Я отдаю себе отчёт, что более или менее понимаю поколение тридцатилетних, — если выражение «понимать людей» вообще допустимо для приличного человека; немного помню о детстве и юности; но совершенно не могу представить, что на уме у тех, кто в два раза старше, за 60 и далее. Я думала об их печалях: ну что там может быть — страх смерти, «жизнь не удалась», ощущение собственной ненужности? И мне почему-то вдруг показалось, что скорбь третьего возраста в том, что дети — твои собственные дети, у которых, казалось, всегда всё впереди и обязательно будет по-другому, — уже немолоды и точно так же несчастливы, и жизнь их тускла и трудна. И вот это ощущение себя в бесконечной каторжной цепи поколений, где и позади, и впереди счастливых нет, должно быть, и есть самое страшное. И насколько легче тем, чьи взрослые дети благополучны.
Сделать человека
С детьми всегда так:
По выходе из младенчества мы только и делаем, что мучаем их, а они нас любят.

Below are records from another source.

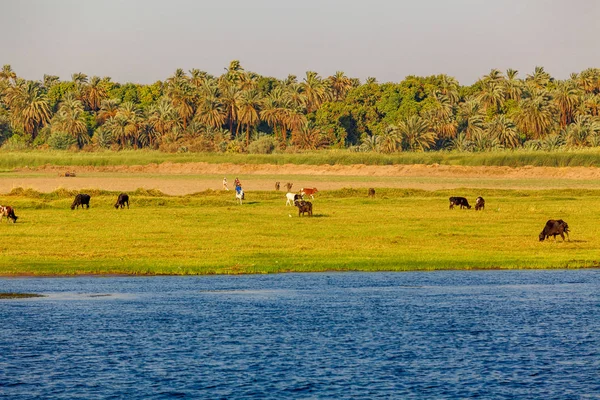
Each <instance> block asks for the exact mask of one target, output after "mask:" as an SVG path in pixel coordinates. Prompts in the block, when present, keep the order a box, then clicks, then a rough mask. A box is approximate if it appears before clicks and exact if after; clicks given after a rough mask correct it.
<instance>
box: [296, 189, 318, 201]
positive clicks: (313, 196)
mask: <svg viewBox="0 0 600 400" xmlns="http://www.w3.org/2000/svg"><path fill="white" fill-rule="evenodd" d="M317 192H318V190H317V188H302V189H300V194H301V195H302V197H304V196H310V197H311V199H313V200H314V199H315V196H314V195H315V193H317Z"/></svg>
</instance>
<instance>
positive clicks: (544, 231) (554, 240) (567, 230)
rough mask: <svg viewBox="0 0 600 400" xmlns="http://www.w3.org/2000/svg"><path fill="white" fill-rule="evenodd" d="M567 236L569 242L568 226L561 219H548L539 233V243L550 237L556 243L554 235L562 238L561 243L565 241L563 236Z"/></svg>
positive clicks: (568, 233)
mask: <svg viewBox="0 0 600 400" xmlns="http://www.w3.org/2000/svg"><path fill="white" fill-rule="evenodd" d="M565 233H566V234H567V239H569V241H571V239H570V238H569V225H568V224H567V223H566V222H565V221H563V220H562V219H558V220H555V219H549V220H548V222H546V226H544V229H543V230H542V232H541V233H540V242H543V241H544V240H545V239H548V238H549V237H550V236H553V237H554V241H556V235H560V237H562V238H563V242H564V241H565V235H564V234H565Z"/></svg>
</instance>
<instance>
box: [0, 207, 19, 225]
mask: <svg viewBox="0 0 600 400" xmlns="http://www.w3.org/2000/svg"><path fill="white" fill-rule="evenodd" d="M4 217H6V220H7V221H9V220H11V219H12V220H13V224H14V223H16V222H17V218H19V217H17V216H16V215H15V209H14V208H12V207H11V206H0V221H2V218H4Z"/></svg>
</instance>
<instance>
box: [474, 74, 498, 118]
mask: <svg viewBox="0 0 600 400" xmlns="http://www.w3.org/2000/svg"><path fill="white" fill-rule="evenodd" d="M494 71H496V70H494ZM504 87H505V86H504V85H503V84H502V83H500V82H499V81H498V80H492V79H489V80H484V81H483V82H482V84H481V93H480V94H479V97H478V99H479V101H480V102H481V104H482V105H483V109H484V110H488V109H490V108H491V109H492V110H494V113H495V114H498V113H499V112H500V108H501V107H502V105H503V104H504Z"/></svg>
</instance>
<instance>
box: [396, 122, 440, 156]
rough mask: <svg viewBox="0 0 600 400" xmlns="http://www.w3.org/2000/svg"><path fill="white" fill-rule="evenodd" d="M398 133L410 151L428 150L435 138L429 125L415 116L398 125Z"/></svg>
mask: <svg viewBox="0 0 600 400" xmlns="http://www.w3.org/2000/svg"><path fill="white" fill-rule="evenodd" d="M398 132H399V133H400V135H402V141H403V143H404V145H405V147H407V148H408V149H410V150H412V151H425V150H428V149H429V148H430V147H431V146H432V145H433V144H434V143H435V140H436V138H437V136H436V134H435V132H434V131H433V130H432V129H431V128H430V126H429V123H428V122H427V121H425V120H424V119H422V118H421V117H419V116H417V115H413V116H412V117H409V118H407V119H405V120H403V121H400V123H398Z"/></svg>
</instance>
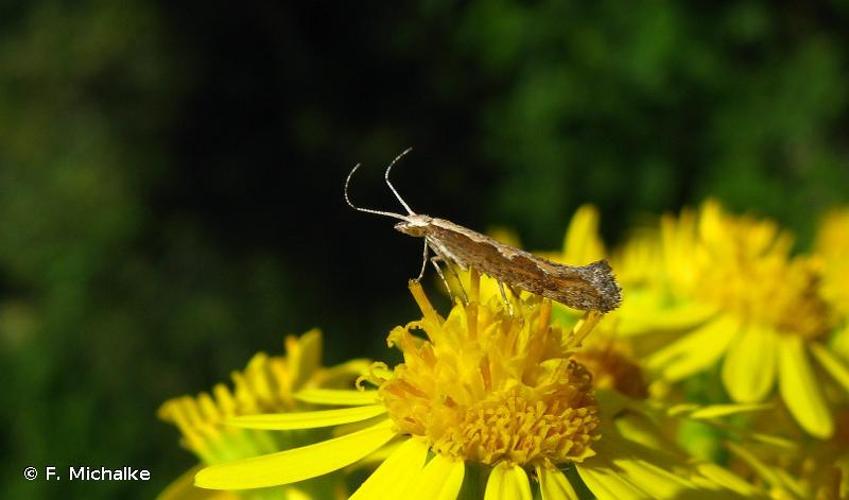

Хотелось просто воспитывать и строить свою жизнь, а по факту получается, что всё время заставляешь, орёшь, разрушаешь. Разводимся, разваливая их семью, перевозим с места на место, меняем среду — и давим, давим, давим. Всего лишь выпрямлять, чтобы этот цветок рос ровно, будить до света в школу, ставить почерк, делать уроки — орать, да, но ведь это всё необходимо.
(Не говоря даже, что мы просто люди, с нервами, с недостатками, самодурством, — нет, только о необходимом и оправданном давлении речь.)
А они в ответ на это — даже сопротивляясь — неотступно отчаянно любят.
Вот, а потом он вырастает, и так стыдно, ты ему — прости, прости, а он — да нормально, всё правильно, сделали из меня человека.